On yesterday's run, I tried something new out:


Yep...a running skirt. I bought a couple of skirts online a few weeks ago but had yet to try them out. Since the skirt was the coolest of my options (and it was early enough that I wouldn't be seen by too many people) I thought I would give it a go.

I loved it. It didn't feel/look to short, it didn't ride up or down and though it didn't have longer shorts under them, Body Glide cured any 'chubrub' that might have occurred.
One more small victory in my runner career.

Friday, August 7, 2009

As long as there aren't stairs, I'm ok

Remember yesterday when I said I felt ok after our stairs/hill workout?
I was wrong.
I decided to go for a quick walk yesterday to get a salad from the local deli. I took one step down the stairs at my office and thought my calves were going to snap. I did not get any better as the day went on. I wasn't along (thankfully)...those who showed up for our spin/core class said that they were really sore as well so I didn't feel like a wuss.
Our spin instructor decided that the best way to combat the pain was to do a 'real' bike workout:
  • 5 min warm up (with tension)
  • 6 min climb - as hard as possible
  • 2 min sprint with the same tension as the 6 min climb
  • 5 min recovery (still with some tension)
  • repeat for a total of 3 sets
There was a lot of praying by the end of the class.
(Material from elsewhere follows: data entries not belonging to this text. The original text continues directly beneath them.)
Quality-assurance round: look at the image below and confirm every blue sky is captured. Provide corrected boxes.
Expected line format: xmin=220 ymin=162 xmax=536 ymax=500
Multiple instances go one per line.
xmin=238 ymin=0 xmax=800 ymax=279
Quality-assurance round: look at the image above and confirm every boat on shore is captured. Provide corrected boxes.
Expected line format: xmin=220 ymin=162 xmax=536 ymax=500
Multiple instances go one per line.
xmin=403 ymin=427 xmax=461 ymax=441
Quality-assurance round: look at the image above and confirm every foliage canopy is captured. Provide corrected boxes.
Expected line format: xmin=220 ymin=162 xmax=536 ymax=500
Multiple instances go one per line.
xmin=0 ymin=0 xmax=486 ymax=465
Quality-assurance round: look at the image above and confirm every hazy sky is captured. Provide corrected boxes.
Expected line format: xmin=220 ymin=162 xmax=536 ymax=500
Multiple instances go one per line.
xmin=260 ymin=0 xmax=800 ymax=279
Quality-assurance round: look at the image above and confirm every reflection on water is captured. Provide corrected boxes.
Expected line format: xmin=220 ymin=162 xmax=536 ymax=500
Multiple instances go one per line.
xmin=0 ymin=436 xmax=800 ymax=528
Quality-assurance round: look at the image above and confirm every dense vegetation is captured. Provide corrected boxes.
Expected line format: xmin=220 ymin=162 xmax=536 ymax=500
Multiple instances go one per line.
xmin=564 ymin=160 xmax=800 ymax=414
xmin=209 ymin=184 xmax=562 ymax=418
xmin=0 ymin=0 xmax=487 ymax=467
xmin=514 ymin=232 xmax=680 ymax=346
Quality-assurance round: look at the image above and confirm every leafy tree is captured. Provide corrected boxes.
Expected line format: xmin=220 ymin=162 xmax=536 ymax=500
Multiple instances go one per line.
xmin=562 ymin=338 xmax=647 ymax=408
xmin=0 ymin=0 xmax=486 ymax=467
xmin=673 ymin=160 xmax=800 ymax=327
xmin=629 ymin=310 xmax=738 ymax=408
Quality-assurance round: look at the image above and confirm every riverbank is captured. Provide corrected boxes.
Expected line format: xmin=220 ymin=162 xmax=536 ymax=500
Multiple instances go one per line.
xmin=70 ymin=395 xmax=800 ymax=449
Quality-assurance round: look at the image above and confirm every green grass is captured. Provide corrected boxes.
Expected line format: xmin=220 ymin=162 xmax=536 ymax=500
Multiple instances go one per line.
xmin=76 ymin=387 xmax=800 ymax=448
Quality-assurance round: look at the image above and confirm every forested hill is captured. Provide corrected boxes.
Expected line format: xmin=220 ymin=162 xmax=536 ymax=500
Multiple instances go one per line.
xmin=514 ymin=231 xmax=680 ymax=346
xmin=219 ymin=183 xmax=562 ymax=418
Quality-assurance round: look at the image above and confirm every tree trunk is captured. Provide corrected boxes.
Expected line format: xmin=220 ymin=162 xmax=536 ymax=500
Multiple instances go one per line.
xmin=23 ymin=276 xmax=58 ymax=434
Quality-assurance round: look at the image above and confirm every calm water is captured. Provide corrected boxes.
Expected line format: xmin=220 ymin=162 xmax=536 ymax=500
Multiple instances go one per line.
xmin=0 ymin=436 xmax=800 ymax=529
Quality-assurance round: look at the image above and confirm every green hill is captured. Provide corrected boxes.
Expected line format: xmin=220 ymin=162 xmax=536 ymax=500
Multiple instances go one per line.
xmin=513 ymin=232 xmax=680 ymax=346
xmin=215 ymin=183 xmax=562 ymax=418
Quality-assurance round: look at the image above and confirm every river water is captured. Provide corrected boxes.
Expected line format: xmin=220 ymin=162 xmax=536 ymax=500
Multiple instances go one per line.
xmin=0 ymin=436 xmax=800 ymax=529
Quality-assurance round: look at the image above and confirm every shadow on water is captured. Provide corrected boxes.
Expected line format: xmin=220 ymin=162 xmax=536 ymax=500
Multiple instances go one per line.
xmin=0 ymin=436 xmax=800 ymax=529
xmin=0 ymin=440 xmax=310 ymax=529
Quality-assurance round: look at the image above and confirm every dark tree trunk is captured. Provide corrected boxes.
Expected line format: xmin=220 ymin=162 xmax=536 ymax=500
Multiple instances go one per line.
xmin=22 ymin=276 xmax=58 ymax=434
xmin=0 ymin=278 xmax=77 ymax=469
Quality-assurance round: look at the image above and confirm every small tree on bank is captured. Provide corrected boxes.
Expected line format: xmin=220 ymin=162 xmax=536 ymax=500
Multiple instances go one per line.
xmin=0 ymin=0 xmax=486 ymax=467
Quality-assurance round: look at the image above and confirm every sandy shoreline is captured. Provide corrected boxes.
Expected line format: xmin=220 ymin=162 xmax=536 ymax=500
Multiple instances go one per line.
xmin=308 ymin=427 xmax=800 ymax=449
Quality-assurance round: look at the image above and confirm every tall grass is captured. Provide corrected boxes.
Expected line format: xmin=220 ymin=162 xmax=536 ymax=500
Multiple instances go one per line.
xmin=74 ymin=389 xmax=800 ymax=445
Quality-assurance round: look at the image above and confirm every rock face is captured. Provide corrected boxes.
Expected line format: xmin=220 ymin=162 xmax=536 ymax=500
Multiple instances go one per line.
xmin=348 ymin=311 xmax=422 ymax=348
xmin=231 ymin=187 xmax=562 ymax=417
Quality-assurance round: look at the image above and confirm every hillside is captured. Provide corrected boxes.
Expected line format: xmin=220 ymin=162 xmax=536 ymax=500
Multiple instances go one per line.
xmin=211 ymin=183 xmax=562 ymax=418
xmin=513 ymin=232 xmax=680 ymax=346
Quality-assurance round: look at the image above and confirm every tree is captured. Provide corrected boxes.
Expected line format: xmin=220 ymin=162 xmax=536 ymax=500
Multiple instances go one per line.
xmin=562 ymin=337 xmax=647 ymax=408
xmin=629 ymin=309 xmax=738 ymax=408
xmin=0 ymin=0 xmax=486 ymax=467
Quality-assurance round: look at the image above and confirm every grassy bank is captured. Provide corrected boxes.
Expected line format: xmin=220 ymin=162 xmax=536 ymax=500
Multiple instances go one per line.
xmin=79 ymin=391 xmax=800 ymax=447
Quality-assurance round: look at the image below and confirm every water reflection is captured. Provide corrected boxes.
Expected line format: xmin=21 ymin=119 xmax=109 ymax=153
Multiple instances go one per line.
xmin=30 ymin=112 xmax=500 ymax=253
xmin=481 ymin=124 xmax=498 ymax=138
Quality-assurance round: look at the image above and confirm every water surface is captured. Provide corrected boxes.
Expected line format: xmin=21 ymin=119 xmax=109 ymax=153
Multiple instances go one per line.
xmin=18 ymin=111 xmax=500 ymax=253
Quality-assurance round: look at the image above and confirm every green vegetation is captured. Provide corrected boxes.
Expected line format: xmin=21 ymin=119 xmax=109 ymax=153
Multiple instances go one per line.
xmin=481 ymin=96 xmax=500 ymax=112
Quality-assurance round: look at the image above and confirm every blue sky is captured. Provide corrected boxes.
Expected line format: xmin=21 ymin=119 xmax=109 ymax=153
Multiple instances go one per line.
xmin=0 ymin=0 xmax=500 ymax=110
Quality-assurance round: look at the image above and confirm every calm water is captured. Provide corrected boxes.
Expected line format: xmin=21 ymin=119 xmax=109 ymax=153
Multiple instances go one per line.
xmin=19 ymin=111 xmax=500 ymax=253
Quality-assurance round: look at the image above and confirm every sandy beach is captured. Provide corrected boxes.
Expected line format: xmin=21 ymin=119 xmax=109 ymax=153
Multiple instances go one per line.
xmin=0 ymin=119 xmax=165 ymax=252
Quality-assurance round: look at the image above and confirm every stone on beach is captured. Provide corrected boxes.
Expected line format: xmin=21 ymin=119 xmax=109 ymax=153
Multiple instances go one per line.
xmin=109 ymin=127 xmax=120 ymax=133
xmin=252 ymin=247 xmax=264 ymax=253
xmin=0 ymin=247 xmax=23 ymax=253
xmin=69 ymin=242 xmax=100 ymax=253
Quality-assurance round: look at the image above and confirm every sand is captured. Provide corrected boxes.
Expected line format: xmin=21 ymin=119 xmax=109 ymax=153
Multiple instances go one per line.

Core was just as hard with crunches, obliques, pushups, planks, planks on the ball, bridges etc.
I woke up this morning very stiff. I used the foam roller for a good 15 min this morning on my calves and quads and that helped a bit. I made it to the gym for a surprisingly good 6km run followed by weights and Amy's workout of the week. And of course a ton of stretching.
With all of that...I still have to go down stairs sideways...and one at a time. The guy behind me at the gym asked if I was ok and needed help. I must look pretty sad...
But I feel like an athlete - that makes it worth it.

Thursday, August 6, 2009

578 stairs + 2km hill repeat = 1 set.

We started hill repeats last night. Just for fun, we are combining them with a stair workout as well. The workout was as follows:
Up: 289 stairs
Down: 289 stairs
Down: 1km hill
Up: 1km hill
rest 30 seconds

Repeat.......3 times. Yes, I did all 3 sets just like the other athletes. It was challenging but still fun and different. I felt good until the rest part where my legs were literally shaking. As long as I kept moving, they were ok but stopping was not fun.

Stats:
Stairs (up and down): 1734
KM ran: 6+
ave heart beat: ~ 165
Not bad for an hr workout.


Actual view of the part of the Chedoke stairs:


Note that the stairs are 'see through' which was actually hard to do at first. I don't usually get dizzy or anything like that but on the first passthrough, it was tough to keep my balance in some places.

Plus I was trying to ensure my heart didn't explode. Today I feel pretty good except my calves which are really tight. I am going to do some yoga tonight before stairs. I fear my Friday run may be a bit sluggish.